Prague based Resistant AI has nabbed a $2.75M seed round. The security startup’s machine learning technology is designed to be deployed on top of AI systems used for financial decision making to protect customers in markets such as financial services and ecommerce from attacks such as targeted manipulation, adversarial machine learning and advanced fraud.
The seed round was co-led by Index Ventures (Jan Hammer) and Credo Ventures (Ondrej Bartos and Vladislav Jez). Seedcamp also participating, along with Daniel Dines, CEO of UiPath; Michal Pechoucek, CTO of Avast and other unnamed angel investors. Bartos joins the board of directors on behalf of the investors.
The startup sells an additional layer of protection that’s specifically designed for tightening security around automated functions such as credit risk scoring and anti-money laundering by using tech to detect fake documents that feed such systems. Its tech is also aimed at uncovering suspicious patterns of transactions which might indicate a strategic attack on the model itself or an attempt to copy sensitive data.
“Historically, all systems that make high-value financial decisions become targeted. This is already happening with the automated systems deployed by our fintech and financial customers and we are here to protect them,” said Martin Rehak, founder and CEO, in a statement.
The seed round is Resistant AI’s first tranche of external funding, with the founders bootstrapping the company since starting up in February 2019.
“We have onboarded the first customers in 2019 and the funding will help us scale our sales organisation to meet the rising demand from banks and fintechs,” Rehak told us. “We are protecting the AI&ML systems used in financial automation from manipulation or misuse by smart attackers.”
Resistant AI has two products it offers its customers at this stage: First, document inspection. It offers a machine learning system that’s designed to flag and reject “malicious documents” submitted for automated processing. “Bank statements, payslips, invoices, purchase orders and KYC documents submitted to fintechs and banks are frequently manipulated or completely falsified,” explained Rehak. “Resistant Documents, our first service, identifies and rejects the suspicious or malicious inputs.”
A second offering — Resistant Transactions — applies AI to spot problematic transaction patterns.
“We work with the fact that most attacks on AI systems require extensive interaction to discover the vulnerability,” he said. “Our system is unique by inspecting all the customer queries (which can take form or payments, money transfers or credit applications assessed by the system we protect) in context of similar queries. By looking at the stream of queries statistically, we can recognise and block the attacks that seek to steal the information embodied in the model (information stealing) or, worse, aim to nudge the system into making the wrong decision by exploiting an existing bias in the system.”
Resistant AI isn’t breaking out customer numbers yet but Rehak said it onboarded its first customers last year. “The funding will help us scale our sales organisation to meet the rising demand from banks and fintechs,” he added, saying also that it will be spending on building out product features and extending functionality, as well as on beefing up the sales and go-to-market team.

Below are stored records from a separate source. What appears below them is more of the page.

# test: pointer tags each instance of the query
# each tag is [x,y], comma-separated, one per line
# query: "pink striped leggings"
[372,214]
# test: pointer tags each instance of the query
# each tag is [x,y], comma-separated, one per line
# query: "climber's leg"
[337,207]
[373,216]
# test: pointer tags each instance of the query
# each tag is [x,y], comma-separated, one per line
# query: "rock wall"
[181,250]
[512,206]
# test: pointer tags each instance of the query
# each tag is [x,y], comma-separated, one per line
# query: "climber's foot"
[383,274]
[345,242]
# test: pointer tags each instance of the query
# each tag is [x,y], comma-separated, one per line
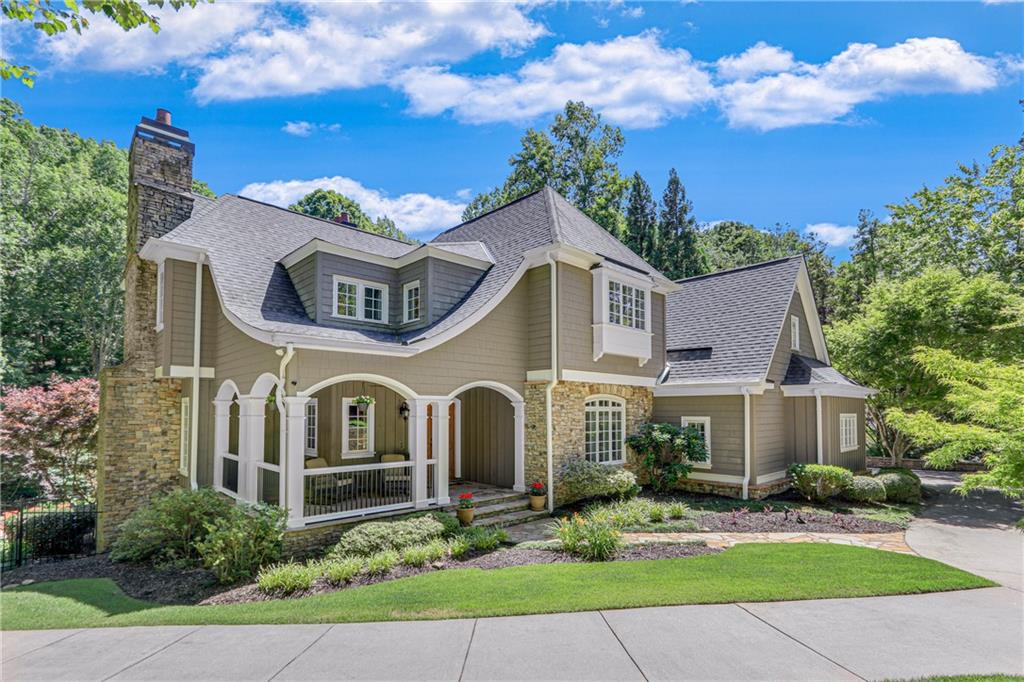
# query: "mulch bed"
[791,521]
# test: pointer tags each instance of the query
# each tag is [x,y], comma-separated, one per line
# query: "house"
[303,363]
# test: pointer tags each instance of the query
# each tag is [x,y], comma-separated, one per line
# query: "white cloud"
[354,45]
[413,212]
[185,37]
[632,81]
[305,128]
[757,59]
[862,73]
[833,235]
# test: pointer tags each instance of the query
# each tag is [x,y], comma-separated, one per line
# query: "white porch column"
[250,443]
[221,436]
[418,449]
[441,453]
[293,466]
[519,410]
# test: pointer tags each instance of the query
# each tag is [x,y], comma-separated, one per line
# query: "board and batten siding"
[726,414]
[576,331]
[487,437]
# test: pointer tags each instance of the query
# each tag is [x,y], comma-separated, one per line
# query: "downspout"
[194,400]
[552,381]
[747,441]
[817,412]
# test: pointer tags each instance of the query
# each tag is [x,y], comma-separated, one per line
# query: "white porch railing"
[356,491]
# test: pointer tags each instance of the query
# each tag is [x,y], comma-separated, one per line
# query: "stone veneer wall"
[567,423]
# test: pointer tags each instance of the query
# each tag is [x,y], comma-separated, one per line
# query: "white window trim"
[686,421]
[161,281]
[360,311]
[347,454]
[183,446]
[844,419]
[409,286]
[620,407]
[314,406]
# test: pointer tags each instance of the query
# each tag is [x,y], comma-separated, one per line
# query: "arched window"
[605,429]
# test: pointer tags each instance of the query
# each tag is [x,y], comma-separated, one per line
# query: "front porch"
[357,448]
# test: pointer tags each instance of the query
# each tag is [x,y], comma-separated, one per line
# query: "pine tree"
[679,255]
[641,219]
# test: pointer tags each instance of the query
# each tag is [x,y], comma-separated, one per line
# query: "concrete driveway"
[975,534]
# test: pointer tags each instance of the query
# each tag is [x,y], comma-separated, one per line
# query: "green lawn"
[745,572]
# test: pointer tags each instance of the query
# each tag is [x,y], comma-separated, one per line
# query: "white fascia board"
[830,390]
[713,388]
[603,378]
[421,252]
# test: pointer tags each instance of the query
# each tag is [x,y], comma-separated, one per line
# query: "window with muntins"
[847,432]
[627,305]
[354,299]
[310,435]
[358,435]
[604,428]
[412,298]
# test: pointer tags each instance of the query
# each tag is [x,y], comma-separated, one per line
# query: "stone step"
[509,518]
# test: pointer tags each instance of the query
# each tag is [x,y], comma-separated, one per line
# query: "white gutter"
[817,411]
[747,441]
[194,400]
[552,381]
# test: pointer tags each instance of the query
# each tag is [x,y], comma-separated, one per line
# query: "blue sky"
[793,113]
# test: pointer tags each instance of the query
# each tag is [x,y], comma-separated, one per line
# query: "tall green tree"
[577,157]
[53,18]
[641,219]
[984,416]
[731,244]
[978,318]
[679,254]
[329,204]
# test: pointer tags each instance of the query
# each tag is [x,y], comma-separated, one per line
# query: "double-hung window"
[357,422]
[604,429]
[411,301]
[847,432]
[312,414]
[355,299]
[702,425]
[627,305]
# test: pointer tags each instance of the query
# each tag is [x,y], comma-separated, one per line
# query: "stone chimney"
[160,174]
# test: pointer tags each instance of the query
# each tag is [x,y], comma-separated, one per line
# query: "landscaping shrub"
[590,540]
[817,482]
[288,578]
[583,479]
[381,562]
[864,488]
[338,571]
[54,534]
[900,487]
[240,543]
[374,537]
[168,529]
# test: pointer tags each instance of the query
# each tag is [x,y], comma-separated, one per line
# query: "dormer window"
[355,299]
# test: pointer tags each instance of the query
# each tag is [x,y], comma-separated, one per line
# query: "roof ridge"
[739,268]
[313,217]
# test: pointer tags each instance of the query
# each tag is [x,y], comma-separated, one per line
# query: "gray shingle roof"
[809,371]
[246,240]
[724,327]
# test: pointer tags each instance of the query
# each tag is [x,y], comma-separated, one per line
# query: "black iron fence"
[46,530]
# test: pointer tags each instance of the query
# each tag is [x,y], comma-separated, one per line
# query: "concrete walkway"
[977,631]
[975,534]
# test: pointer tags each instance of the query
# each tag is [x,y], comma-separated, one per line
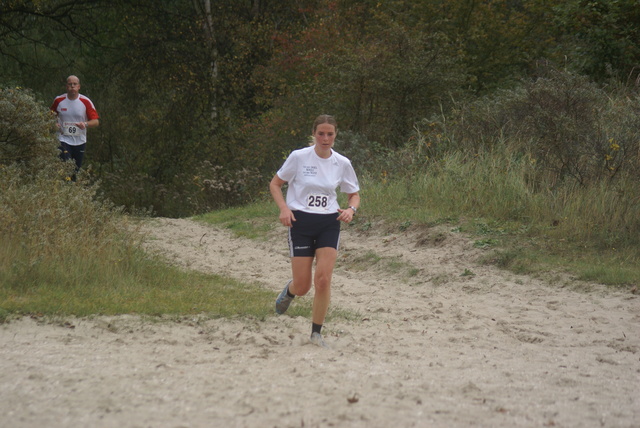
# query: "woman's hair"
[324,118]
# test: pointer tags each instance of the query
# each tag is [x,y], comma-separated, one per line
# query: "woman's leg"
[301,270]
[325,262]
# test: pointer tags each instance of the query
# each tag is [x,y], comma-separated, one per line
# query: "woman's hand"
[286,217]
[346,215]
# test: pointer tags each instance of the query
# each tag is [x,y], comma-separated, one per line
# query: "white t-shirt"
[71,112]
[313,180]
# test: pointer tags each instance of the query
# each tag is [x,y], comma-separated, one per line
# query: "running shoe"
[283,301]
[316,339]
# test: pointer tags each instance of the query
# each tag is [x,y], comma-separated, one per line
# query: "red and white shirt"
[71,112]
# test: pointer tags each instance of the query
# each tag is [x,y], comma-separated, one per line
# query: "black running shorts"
[312,231]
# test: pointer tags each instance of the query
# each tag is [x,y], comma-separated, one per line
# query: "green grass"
[253,221]
[83,286]
[52,265]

“Right now, our target customers are financial and fintech startups, as well as other companies deploying the automated process (both software and RPA) in their financial processes,” he added. “The financial systems are our current focus, but the attacks on machine learning are relevant in many other areas: process automation, e-commerce, manipulation of ‘trend detection’ algorithms in social media and other opportunities.”
It’s using a SaaS model — preferring a value approach to pricing, per Rehak. “Our problem and approach is new, and we feel that the value pricing model aligns the incentives between us and the customer in the optimal way,” he said on that.
Asked who he sees as the main competitors for the business, he cited Google Brain plus the tech giant’s activities in adversarial machine learning.
The majority of work in this area is currently done in-house by the large tech companies building their own proprietary systems — such as Google and Microsoft, he added.
Other competitors he mentioned were Inpher, which is enabling machine learning on encrypted data; Sentilink, which is doing detection of synthetic identities in the US; and Bullwall (Denmark) and YC-backed Inscribe (US/Ireland) which are focused on document forgery.
Resistant AI’s founders have a background in machine learning applied to cyber security problems having founded Cognitive Security, an earlier startup which they subsequently sold to Cisco in 2013. Over some 12 years working in the security industry Rehak said they saw how attackers targeting AI systems were getting increasingly sophisticated in avoiding detection — which gave them the idea for their latest business.
Commenting on the seed funding in a statement, Jan Hammer, general partner at Index Ventures, added: “Automation, efficiency and reliability are cornerstones of financial innovation. As machine learning takes more and more nuanced financial decisions, it needs to be protected. And this is not true only in finance, but the attacks will rapidly spread to other domains as well. More of our activity today takes place online, a trend accelerated by COVID-19, and one we believe will last. With criminals ready to take advantage of every vulnerability, the need for solutions such as those from Resistant AI has never been greater.”